Анна закрыла лицо руками и заплакала:
– Ты жестокий… думаешь, я не понимаю этого? Просто представь, каково мне каждый день видеть его таким? Три года!
– Аня… может, настало время его… отпустить? – тихо произнес Сагитов, и Анна вмиг перестала плакать:
– Что?! Не смей, слышишь?! Не смей никогда предлагать мне такое!
– Не кричи! Просто подумай хоть раз о том, чего бы хотел сам Владлен! – оборвал Сагитов. – Как думаешь – он согласился бы, будь у него выбор, провести вот в таком состоянии годы, а? Человек, живший активной жизнью, любивший лыжи, спорт и все, что с этим связано, оказывается прикованным к аппаратам, потому что даже дышать самостоятельно не может! Ты уверена, что ему бы это понравилось, если бы он мог сам решить?
– Но он не может! А я могу! А вот расстаться с ним – нет, не могу! Мне спокойнее, когда я знаю, что он все еще жив!
– Что ты называешь жизнью?
– Прекрати! – взвизгнула она и бросилась к двери, трясущимися руками принялась отпирать замок, но он не поддавался.
– В другую сторону ключ поверни. – Сагитов подошел к ней, осторожно отстранил от двери и сам повернул ключ в замке. – Поезжай домой, Аня. От тебя сегодня все равно мало толку.
К воротам большого кирпичного дома подъехал внедорожник с заляпанными грязью номерами и просигналил, одновременно моргая фарами. Ворота поехали в сторону, машина припарковалась во дворе, и из нее вышел довольно молодой мужчина в камуфляжном костюме и высоких резиновых сапогах.
Навстречу ему спешил, прихрамывая, пожилой мужичок в странном одеянии, состоявшем из заправленных в сапоги шаровар и свободной рубахи, поверх которой была накинута жилетка, отороченная по подолу и полам мехом.
– Здорово, Игнатьич, – поприветствовал его молодой, но руки не протянул. – Хозяйка у себя?
– У себя, у себя, – мелко закивал тот, – вас ждет. Проходите.

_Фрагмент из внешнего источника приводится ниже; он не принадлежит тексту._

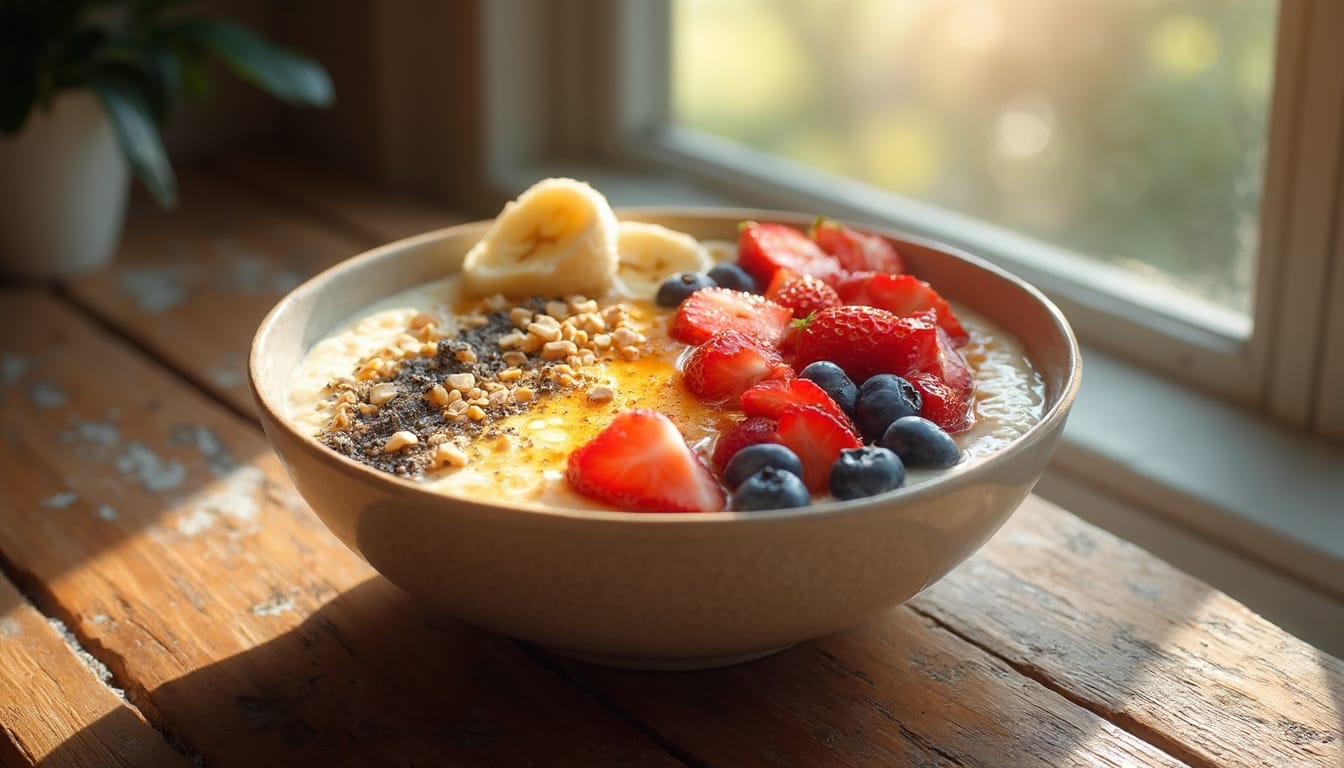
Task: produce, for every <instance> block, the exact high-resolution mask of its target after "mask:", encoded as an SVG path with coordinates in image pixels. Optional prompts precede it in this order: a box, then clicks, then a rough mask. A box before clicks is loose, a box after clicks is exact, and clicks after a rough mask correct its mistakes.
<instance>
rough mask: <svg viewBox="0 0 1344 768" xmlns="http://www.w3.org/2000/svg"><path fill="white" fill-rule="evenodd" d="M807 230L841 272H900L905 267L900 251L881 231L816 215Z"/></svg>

Семеня от гостя на небольшом расстоянии, Игнатьич повел его к крыльцу, в прихожей обогнал, пока гость замешкался, снимая куртку:
– Прозревшая ждет вас… проходите в кабинет.
– Не надо в кабинет, – раздался откуда-то из глубины дома женский голос. – В гостиную проходите. Игнатьич, распорядись кофе подать, а сам вон иди, натоптал мне тут сапожищами.
– Ухожу, Клавдия Васильевна, ухожу. – Игнатьич хоть и прихрамывая, но все-таки очень быстро исчез, а навстречу гостю вышла женщина лет шестидесяти:
– Доброго вам дня. Проходите, Прозревшая ждет.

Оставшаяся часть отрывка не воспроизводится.